Can cannabis impair your ability to drive safely, and if so, how can we objectively measure this impairment? As cannabis use becomes increasingly accepted and legal, these questions are more critical than ever. 

Traditional methods for assessing impairment, like breathalyzers, fall short when it comes to cannabis. So, can advanced brain devices, such as EEGs, fill this gap and accurately identify cannabis-impaired drivers?

Can We Trust Tests to Measure Driving Impairment from Cannabis?

There’s an urgent need to measure cannabis impairment accurately with the ongoing rise of cannabis legalization. Unlike alcohol, where blood alcohol concentration directly correlates with impairment, cannabis presents a more complex challenge.1 

THC, the primary psychoactive component in cannabis, can be detected in blood, saliva, urine, and hair.
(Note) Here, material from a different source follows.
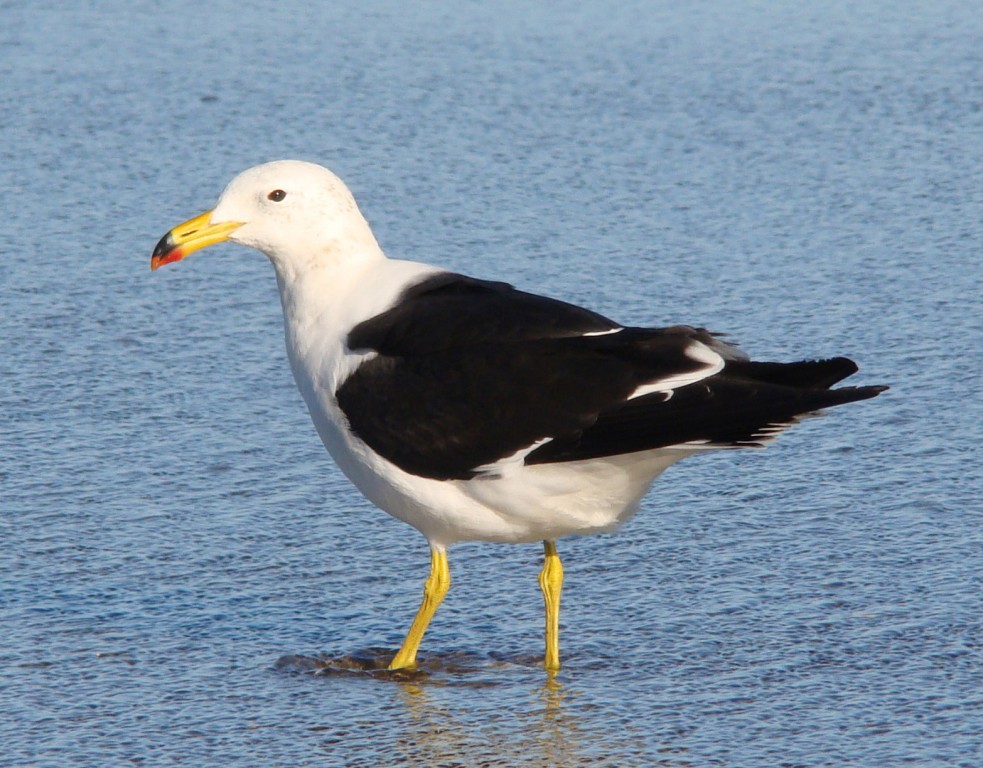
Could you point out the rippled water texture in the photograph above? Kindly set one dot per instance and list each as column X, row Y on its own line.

However, these measurements often show weak correlations with actual impairment, making them unreliable for determining whether someone is fit to drive.1

For instance, chronic cannabis users can have detectable THC levels even after days of abstinence, leading to potential false positives in standard tests. The “high” of cannabis is influenced by factors such as the user’s history and the method of cannabis consumption. This emphasizes the need for instruments that can measure the psychoactive effects of cannabis objectively in order to decrease dependence on subjective evaluations.1,2 

How long until cannabis effects wear off?

Subjective effects like “feeling high” significantly decrease within 30 minutes post-inhalation. For most users, perceived intoxication reduces to about 40% after 4 hours, with noticeable declines at 1.5, 3, and 4 hours. The inhalation method (e.g., smoking, vaping, bong use) influences these timelines, with smoking showing more consistent effects.2

Reliable measurements of cannabis intoxication are crucial not just for law enforcement and employers but also for users themselves. With a dependable tool to gauge their own impairment, users could make informed decisions about whether they are fit to drive, helping to prevent accidents and enhancing overall safety.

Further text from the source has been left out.